Ieri appuntamento alla Certosa di Trisulti, immersa nel verde delle rigogliose foreste dei monti Ernici. Il monastero, che già esisteva alla fine del X secolo, venne affidato a inizio ‘200 da papa Innocenzo III ai monaci che seguivano le consuetudini della casa madre, fondata nel 1084 da San Bruno nelle Alpi francesi, la Chartreuse.
Luogo impervio da raggiungere, emblematico dell’ordine monastico dei certosini che ricercavano zone isolate, idonee alla vita cenobitica di preghiera, ancor più severa di quella dei loro ‘concorrenti’ cistercensi.
Prende il nome dal latino ‘tres saltibus” (tre salti) con cui si indicava il sito di un antico castello di proprietà dei Colonna che si ergeva su 3 valichi.
Varcata la soglia, la visita ha avuto un inizio scenografico e suggestivo presso la pescheria, una vasca monumentale dalle acque cristalline dove i monaci praticavano l’itticoltura per uso domestico.
Ci siamo quindi recati alla chiesa dedicata a San Bartolomeo e San Bruno, il fondatore dell’ordine certosino, di cui quasi nulla, se non i volumi, resta dell’edificio medievale.
Conformemente alla tradizione dell’ordine, l’interno è suddiviso in due parti: quello dei conversi (laici adibiti ai lavori manuali) e quello riservato ai monaci.
Poco o nulla rimane a ricordo della originaria sobrietà: le ricche decorazioni dei cori lignei e la policromia dei preziosi marmi degli altari rimandano ad una sontuosità aborrita dai padri fondatori.
Un lungo corridoio coperto conduce al grande chiostro su cui affacciavano le celle dei monaci, anche questo risultato dell’ammodernamento settecentesco. Tra i vari edifici quello sicuramente di maggior rilievo è la Farmacia con la sala principale decorata in stile pompeiano, che conserva, all’interno di bei vasi, rimedi medicinali ricavati dalle erbe un tempo coltivate nell’antistante orto botanico, oggi giardino all’italiana con siepi di bosso e aiole di fiori.
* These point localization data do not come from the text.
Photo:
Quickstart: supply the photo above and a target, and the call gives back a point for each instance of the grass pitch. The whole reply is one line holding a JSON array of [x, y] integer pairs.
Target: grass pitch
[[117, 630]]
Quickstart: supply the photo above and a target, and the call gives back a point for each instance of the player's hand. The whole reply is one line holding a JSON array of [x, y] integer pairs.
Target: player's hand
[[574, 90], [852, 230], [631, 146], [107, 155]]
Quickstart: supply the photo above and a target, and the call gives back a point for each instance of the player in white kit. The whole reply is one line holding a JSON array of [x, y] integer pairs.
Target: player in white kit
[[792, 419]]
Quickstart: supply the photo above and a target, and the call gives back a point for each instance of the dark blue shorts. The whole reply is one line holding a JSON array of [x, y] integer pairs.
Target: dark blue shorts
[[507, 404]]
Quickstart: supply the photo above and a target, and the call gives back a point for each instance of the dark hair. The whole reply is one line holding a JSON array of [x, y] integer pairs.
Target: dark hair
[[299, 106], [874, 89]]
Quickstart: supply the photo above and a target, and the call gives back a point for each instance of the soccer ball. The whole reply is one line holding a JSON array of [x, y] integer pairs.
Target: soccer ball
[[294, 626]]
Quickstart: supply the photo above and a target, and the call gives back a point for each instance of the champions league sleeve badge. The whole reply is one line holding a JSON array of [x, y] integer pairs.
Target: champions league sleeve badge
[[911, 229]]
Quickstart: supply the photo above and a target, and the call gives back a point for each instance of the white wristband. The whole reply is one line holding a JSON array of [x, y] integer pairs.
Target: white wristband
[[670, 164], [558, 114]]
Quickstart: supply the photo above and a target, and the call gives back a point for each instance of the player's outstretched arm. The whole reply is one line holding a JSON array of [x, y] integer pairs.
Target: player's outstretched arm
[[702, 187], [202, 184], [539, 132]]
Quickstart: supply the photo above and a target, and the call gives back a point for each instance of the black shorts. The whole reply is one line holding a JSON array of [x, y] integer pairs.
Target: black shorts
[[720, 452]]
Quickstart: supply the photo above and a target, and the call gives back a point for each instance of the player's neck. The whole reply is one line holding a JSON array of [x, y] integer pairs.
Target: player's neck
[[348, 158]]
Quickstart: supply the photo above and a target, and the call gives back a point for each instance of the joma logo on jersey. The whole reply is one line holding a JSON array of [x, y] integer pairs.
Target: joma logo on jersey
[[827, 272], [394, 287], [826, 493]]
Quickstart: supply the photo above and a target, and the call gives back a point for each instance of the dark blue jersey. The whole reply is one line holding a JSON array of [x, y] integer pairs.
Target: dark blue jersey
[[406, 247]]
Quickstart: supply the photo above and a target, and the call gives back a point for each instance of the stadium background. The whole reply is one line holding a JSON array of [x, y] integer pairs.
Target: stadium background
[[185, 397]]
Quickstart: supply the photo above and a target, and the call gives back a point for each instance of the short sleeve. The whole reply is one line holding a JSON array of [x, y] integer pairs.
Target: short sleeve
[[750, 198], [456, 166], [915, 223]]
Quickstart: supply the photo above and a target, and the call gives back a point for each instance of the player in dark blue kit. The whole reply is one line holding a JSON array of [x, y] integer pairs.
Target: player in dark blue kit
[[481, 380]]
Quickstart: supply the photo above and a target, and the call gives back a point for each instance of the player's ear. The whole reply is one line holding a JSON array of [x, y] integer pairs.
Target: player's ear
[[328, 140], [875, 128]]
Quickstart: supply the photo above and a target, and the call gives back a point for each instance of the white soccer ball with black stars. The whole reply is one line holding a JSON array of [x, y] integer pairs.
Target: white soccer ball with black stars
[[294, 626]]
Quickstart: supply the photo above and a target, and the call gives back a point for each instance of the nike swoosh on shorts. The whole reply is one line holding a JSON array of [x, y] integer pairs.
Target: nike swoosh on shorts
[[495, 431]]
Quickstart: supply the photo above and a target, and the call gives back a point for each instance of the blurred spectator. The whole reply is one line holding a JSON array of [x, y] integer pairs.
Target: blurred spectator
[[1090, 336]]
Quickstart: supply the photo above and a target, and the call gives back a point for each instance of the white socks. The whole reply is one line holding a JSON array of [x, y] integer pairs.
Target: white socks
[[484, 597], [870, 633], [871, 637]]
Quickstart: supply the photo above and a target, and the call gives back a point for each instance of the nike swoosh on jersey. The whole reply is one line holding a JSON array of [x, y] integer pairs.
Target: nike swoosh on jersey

La nostra guida Emanuele Gallotta ci ha restituito con immagini vivide quella che doveva essere la vita quotidiana dei monaci medievali. La breve visita al santuario della Madonna delle Cese, al termine di un sentiero immerso nel verde del bosco di querce profumato dai fiori di ginestra, è stata la nostra tappa finale.
Come da consuetudine (non certosina ma associativa), ci siamo quindi ritrovati a tavola, in un caratteristico ristorante della zona, a degustare specialità locali, di semplice fattura e di grato sapore.